Closed Ge0rges closed 5 months ago
Thank you very much for taking the time to report this, @Ge0rges. The changes are in the master repository now. It seemed to work well during my tests, and I hope it will serve you well, too.
Please keep us posted regarding your experience with this.
Hi @meren, writing back with an update. I ran the command with --ignore-genes-longer-than 40000
appended and have run into the same issue. I don't think this is a bug in your fix however based on the anvio output. Perhaps just an issue with my data?
Here's some of the last output from my command along with the contents of the log (identical to before):
WARNING
===============================================
SequencesForHMMHits class here. The current database (at /localdata/researchdriv
e/gkanaan/methylation_phylogeny/anvio_dbs/GCF_943192935_1_genomic.db) contains 0
HMM hits, at least within the HMM sources or splits that were requested. It
might not be a problem for your case, but we just thought you should know, in
case it is. So there you have it.
Sources ......................................: RM_DefenseFinder
Hits .........................................: 2109054 HMM hits for 1 source(s)
Genes of interest ............................: None
A MESSAGE FROM YOUR GENE LENGTH FILTER 📏
===============================================
You asked anvi'o to remove genes that are longer than 40000 nts from your HMM
hits. But none of the gene calls were longer than that value, so you get to keep
everything.
WARNING
===============================================
You requested only the best hits to be reported, which means, if, say, there are
more than one RecA hits in a bin for a given HMM source, only the one with the
lowest e-value will be kept, and others will be removed from your final results.
WARNING
===============================================
You requested to get only the best hits, but you did not provide a profile
database. At this point anvi'o just hopes you know what you are doing. Since
this is like the zone of 'potentially a terrible idea but it may be quite
relevant when done right'.
Filtered hits ................................: 1331928 hits remain after removing weak hits for multiple genes
CITATION
===============================================
The workflow you are using will likely use 'muscle' by Edgar,
doi:10.1093/nar/gkh340 (http://www.drive5.com/muscle) to align your sequences.

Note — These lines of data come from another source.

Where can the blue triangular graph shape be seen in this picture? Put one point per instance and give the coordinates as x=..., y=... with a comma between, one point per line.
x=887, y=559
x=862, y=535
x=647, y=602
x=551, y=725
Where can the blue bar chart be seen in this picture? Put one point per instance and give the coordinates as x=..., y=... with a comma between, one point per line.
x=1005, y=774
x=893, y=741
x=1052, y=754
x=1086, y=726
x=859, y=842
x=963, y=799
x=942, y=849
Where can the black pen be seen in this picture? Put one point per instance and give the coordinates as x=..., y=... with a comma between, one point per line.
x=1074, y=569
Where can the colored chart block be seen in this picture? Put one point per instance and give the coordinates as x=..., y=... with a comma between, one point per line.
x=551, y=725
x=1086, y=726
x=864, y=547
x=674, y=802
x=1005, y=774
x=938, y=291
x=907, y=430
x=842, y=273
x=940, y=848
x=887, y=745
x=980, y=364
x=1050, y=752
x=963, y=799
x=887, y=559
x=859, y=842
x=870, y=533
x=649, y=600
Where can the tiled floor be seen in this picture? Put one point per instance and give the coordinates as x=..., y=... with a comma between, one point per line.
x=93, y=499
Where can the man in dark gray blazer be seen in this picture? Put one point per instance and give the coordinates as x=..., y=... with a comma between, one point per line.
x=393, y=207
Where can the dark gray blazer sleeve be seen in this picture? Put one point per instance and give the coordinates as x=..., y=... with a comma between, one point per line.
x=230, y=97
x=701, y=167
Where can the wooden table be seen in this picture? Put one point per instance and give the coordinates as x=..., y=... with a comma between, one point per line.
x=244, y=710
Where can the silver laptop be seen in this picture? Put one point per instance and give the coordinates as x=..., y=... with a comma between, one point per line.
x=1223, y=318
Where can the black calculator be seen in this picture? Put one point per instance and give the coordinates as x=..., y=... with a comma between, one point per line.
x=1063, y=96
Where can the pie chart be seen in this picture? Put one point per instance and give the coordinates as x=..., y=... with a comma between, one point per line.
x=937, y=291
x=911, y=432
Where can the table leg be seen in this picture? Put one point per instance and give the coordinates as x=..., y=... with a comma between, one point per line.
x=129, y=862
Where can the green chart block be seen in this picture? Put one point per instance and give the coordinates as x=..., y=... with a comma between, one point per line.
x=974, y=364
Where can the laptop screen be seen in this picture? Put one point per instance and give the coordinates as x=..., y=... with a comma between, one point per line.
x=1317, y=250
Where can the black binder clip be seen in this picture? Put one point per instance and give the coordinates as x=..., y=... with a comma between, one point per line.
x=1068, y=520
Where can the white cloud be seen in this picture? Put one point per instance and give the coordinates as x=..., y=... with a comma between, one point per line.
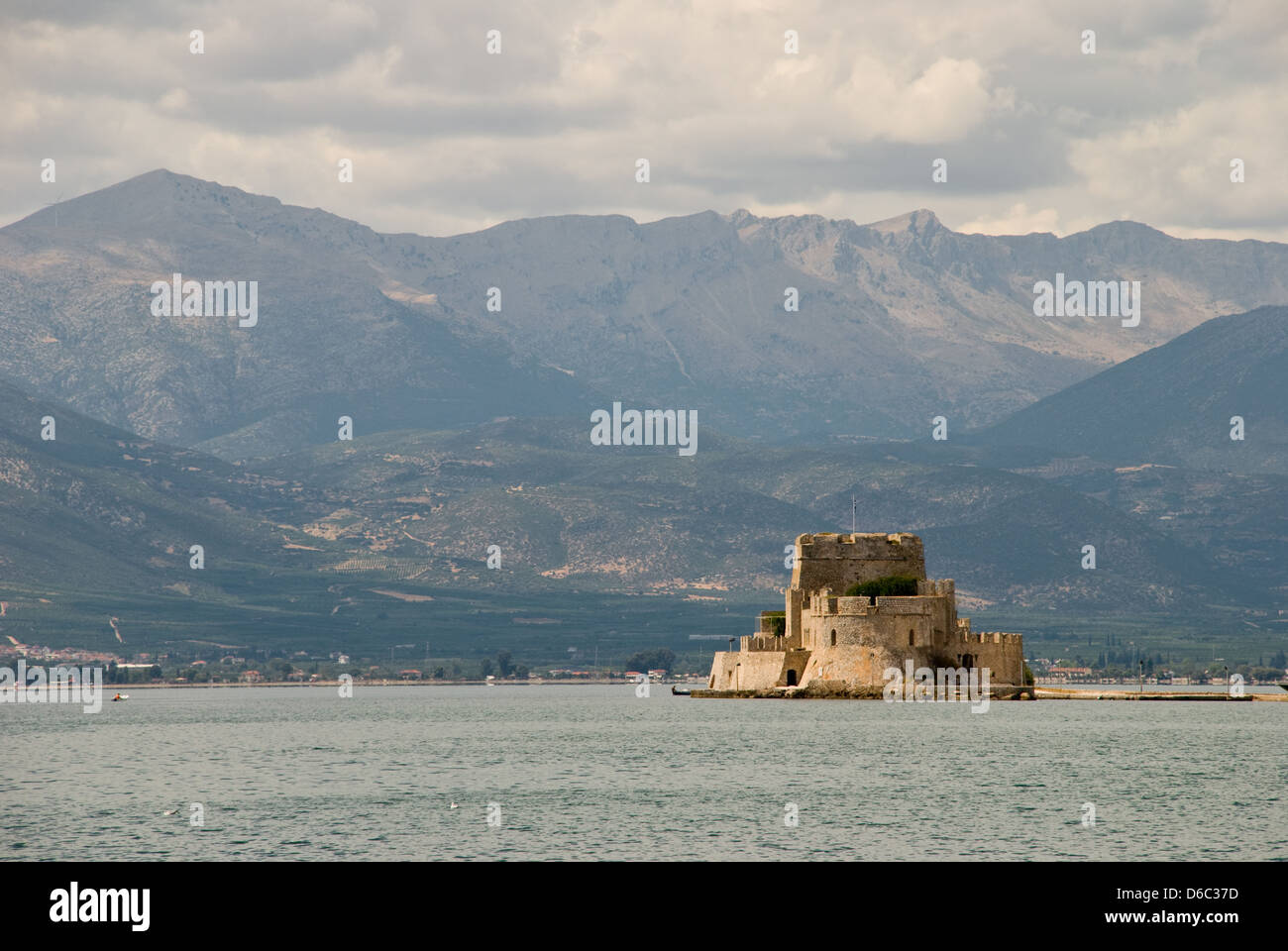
x=445, y=137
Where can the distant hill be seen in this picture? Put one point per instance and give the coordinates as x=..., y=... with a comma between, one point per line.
x=898, y=321
x=1173, y=405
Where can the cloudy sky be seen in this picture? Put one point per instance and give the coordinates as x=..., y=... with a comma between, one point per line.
x=446, y=138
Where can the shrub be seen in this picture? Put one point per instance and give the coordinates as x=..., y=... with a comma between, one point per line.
x=888, y=586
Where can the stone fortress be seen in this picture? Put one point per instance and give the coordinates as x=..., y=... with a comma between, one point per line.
x=844, y=645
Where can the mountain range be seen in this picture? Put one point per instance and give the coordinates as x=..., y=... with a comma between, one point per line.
x=472, y=424
x=898, y=321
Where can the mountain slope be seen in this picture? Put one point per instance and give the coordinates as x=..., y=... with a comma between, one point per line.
x=898, y=320
x=1173, y=405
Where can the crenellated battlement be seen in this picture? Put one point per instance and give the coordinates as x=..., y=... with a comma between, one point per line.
x=838, y=561
x=820, y=634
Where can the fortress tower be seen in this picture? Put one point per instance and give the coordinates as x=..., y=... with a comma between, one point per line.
x=846, y=643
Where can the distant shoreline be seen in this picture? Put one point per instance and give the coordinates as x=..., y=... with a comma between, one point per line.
x=617, y=682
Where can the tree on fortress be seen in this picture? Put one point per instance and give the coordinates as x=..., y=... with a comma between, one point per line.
x=661, y=659
x=887, y=586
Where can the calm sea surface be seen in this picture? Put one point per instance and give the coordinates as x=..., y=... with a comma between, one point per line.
x=595, y=772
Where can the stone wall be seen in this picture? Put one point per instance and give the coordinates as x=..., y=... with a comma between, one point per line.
x=840, y=561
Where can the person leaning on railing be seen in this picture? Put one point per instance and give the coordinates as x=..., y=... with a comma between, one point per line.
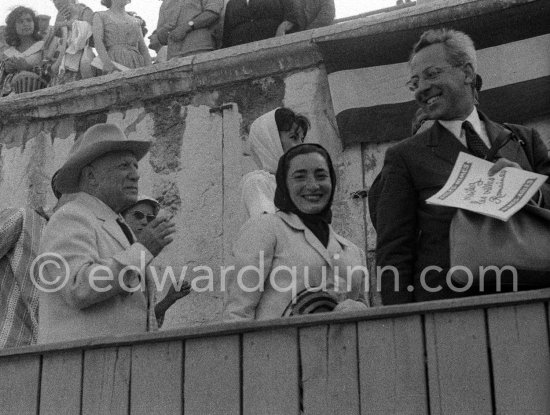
x=22, y=66
x=293, y=262
x=251, y=20
x=118, y=39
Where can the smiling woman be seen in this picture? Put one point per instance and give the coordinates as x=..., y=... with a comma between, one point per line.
x=283, y=258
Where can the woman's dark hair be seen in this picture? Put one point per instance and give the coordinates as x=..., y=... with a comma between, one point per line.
x=12, y=38
x=285, y=118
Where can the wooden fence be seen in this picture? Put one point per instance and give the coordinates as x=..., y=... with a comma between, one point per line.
x=480, y=355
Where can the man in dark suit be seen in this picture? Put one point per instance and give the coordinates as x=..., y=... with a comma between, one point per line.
x=413, y=237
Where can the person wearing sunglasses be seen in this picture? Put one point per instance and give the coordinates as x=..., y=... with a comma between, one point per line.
x=141, y=213
x=138, y=216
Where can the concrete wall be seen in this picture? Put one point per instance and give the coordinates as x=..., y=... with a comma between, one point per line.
x=199, y=150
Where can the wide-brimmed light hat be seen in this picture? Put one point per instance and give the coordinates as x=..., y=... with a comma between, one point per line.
x=97, y=141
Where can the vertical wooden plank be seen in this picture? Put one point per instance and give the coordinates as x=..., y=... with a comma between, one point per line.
x=61, y=383
x=270, y=372
x=392, y=370
x=106, y=385
x=329, y=369
x=521, y=359
x=19, y=384
x=458, y=363
x=315, y=374
x=212, y=376
x=156, y=386
x=343, y=369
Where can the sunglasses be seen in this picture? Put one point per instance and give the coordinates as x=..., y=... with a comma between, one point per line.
x=139, y=215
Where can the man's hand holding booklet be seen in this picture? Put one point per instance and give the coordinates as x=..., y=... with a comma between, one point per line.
x=500, y=196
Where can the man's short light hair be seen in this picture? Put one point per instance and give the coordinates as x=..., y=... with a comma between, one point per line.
x=458, y=45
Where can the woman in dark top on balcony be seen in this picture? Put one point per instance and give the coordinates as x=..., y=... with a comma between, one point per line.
x=250, y=20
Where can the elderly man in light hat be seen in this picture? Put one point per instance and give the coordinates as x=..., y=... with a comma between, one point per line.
x=92, y=274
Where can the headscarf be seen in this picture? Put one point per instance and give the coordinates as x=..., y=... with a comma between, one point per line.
x=265, y=142
x=317, y=223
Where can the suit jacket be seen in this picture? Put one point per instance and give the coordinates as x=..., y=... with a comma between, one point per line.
x=86, y=235
x=276, y=243
x=412, y=235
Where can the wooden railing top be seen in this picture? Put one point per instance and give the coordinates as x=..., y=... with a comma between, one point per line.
x=224, y=329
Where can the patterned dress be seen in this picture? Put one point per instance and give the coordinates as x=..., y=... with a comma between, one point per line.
x=121, y=39
x=20, y=232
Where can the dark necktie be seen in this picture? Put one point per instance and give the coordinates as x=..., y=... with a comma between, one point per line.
x=474, y=142
x=126, y=229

If you publish your findings, please do not forget to properly credit this tool.
WARNING
===============================================
You did not define any gene names. Bold move. Now anvi'o will attempt to report
a file with all genes defined in your HMM source(s). This will likely be quite
ugly, so please brace yourself.
[18 Jan 24 20:53:26 Aligning homolog gene sequences pre-concatenation] working on Type_II_MTases_FAM_3 (1 of 114) ...
Config Error: Drivers::Muscle: Something went wrong with this alignment that was working on
39448 sequences :/ You can find the output in this log file:
/tmp/tmpdv7r35yp/00_log.txt
(anvio-dev) [gkanaan@deming methylation_phylogeny]$ cat /tmp/tmpdv7r35yp/00_log.txt
# DATE: 18 Jan 24 20:53:26
# CMD LINE: muscle -quiet
# THIS IS THE OUTPUT YOU ARE LOOKING FOR:
Do you think this is still due to a gene length issue or should I look into other causes?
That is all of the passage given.